|Academic Computing and Communications Center|
Identifying and Correcting Dates with Two-Digit Years
The year 2000 is over now, but you might still have Y2K problems to consider -- dates with two-digit years in your programs and data, which is discussed in this article. Another very valuable resource is IBM's The Year 2000 and 2-Digit Dates: A Guide for Planning and Implementation, a 250-page book that's available online. "Chapter 4. Identifying 2-Digit-Year Exposures" and and "Chapter 5. Reformatting Year-Date Notation" cover the questions of how to find two-digit date problems and what to do with affected data and the programs you use to process it.

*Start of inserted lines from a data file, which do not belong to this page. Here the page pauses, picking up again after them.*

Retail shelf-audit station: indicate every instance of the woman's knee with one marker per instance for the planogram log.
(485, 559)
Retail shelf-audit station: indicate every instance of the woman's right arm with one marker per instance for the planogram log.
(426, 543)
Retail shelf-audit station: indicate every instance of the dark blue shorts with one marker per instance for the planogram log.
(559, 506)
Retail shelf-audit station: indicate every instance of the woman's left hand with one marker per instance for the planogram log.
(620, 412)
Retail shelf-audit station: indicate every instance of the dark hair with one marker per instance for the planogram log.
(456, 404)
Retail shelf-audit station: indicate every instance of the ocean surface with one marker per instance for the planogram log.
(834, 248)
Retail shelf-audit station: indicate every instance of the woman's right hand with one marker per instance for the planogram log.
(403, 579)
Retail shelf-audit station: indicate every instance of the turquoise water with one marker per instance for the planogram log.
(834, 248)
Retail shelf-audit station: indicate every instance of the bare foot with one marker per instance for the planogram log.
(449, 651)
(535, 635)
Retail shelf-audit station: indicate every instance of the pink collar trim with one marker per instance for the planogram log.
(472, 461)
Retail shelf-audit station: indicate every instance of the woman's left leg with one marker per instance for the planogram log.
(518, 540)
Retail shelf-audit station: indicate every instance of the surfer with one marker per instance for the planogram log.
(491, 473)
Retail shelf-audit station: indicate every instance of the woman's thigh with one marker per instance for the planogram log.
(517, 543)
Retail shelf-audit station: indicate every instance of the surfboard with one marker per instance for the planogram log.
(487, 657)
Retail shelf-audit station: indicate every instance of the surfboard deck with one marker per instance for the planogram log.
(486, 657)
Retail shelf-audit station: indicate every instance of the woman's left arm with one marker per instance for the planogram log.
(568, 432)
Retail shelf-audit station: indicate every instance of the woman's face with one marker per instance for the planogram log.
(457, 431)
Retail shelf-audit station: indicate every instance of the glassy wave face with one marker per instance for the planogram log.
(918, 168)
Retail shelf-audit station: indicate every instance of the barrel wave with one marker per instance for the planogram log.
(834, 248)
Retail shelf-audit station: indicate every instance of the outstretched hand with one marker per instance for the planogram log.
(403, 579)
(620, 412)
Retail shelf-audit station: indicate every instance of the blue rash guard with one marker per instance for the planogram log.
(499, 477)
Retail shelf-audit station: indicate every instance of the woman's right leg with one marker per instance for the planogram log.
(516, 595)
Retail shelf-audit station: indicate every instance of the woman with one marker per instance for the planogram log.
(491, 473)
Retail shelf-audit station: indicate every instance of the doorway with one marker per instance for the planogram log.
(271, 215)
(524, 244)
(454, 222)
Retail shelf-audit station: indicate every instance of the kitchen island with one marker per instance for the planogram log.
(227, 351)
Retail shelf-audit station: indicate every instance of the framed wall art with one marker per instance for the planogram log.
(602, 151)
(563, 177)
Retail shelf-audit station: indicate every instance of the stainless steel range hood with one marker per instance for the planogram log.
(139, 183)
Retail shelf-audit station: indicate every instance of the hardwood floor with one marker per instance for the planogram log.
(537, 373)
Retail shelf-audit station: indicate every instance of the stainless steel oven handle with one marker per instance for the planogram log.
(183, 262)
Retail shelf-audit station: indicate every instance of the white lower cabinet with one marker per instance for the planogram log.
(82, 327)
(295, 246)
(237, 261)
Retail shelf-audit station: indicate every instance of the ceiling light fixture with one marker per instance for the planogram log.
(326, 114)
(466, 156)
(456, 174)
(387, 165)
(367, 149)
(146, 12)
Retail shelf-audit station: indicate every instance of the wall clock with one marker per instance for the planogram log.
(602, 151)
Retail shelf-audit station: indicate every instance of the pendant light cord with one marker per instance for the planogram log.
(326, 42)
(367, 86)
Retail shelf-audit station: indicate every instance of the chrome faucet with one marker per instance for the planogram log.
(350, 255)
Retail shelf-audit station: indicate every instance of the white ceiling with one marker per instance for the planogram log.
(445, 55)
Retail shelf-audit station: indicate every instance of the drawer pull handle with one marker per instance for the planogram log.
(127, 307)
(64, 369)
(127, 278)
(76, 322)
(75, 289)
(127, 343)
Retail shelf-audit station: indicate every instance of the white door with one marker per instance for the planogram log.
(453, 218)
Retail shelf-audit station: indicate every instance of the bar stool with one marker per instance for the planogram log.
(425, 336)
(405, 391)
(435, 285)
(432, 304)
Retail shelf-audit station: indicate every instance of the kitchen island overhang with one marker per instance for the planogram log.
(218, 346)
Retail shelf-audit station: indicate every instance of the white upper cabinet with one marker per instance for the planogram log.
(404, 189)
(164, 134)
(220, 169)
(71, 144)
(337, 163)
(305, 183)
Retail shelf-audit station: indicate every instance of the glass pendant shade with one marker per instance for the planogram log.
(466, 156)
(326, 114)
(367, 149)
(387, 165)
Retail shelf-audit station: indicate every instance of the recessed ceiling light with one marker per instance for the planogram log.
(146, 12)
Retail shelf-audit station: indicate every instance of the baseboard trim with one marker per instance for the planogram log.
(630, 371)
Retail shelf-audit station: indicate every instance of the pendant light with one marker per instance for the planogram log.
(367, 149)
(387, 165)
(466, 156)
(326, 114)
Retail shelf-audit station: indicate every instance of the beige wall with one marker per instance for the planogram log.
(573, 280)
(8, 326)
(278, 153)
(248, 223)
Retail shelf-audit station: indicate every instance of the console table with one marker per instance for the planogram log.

|Pinpointing the Problems|
Consider all your processes, projects, and studies, and ask yourself, "Does
this process, project, or study have anything to do with the passage of time?"
Does it, for example, record the date on which anything occurred? And then consider
today's date? Subtract the two, and you might have a problem.
Now you've got to go looking for those dates.
The examples in this section are fragments of SPSS code. SPSS is neither better nor worse than others with regard to Year 2000 problems. The problems and solutions here apply also to SAS, BMDP, C, FORTRAN, UNIX's s program, Rexx, and so on. SPSS is commonly used, on all computing platforms from mainframes to UNIX, PCs, and Macs, and so it seemed to be a good choice for examples.
(But beware, dates can hide! You might, for example, solve all the problems in your data and programs, but forget about the data's containers -- file names themselves might contain dates. For instance, your data from July 17, 1998 might be stored in a file named DT980717.DAT. That's a date, a date with a two-digit year that has a year 2000 problem!)
|-- Finding Year Problems in Programs|
A reasonable way to start to find dates is to use a file searching program, such
as grep on UNIX or CMS, or Advanced mode Find in Windows 95, and
look for the string "date" in all files with extensions suggesting that they are
SPSS programs, SAS programs, or the like. You might also look for the strings
"yy", "year", or "yr". (This will help you find dates in your programs, and, assuming
that you know which data files are/were used as input to those programs, it will
also identify data files that need fixed.)
Here's an obvious example of the kind of thing you're looking for, one that this method will point out. This SPSS code fragment reads dates, and it is easy to tell from the variable names what is going on, and that there is a Y2K problem -- it will report that babies born in 2000 are 100 years old:
DATA LIST / datemo 1-2 datedy 3-4 dateyr 5-6 /* read mmddyy data */ COMPUTE thisyr = XDATE.YEAR($DATE) /* Get this year - 4 digits */ COMPUTE age = thisyr - (dateyr+1900) /* calculate age by subtracting */The year part of the date is stored in a variable named dateyr and it's only two digits wide (columns 5-6) in the input. (It is interesting to notice in this example how the decisions made two decades ago were compensated for one decade ago -- by simply adding 1900 to the year. It was assumed by most until just recently that the twentieth century would last forever.)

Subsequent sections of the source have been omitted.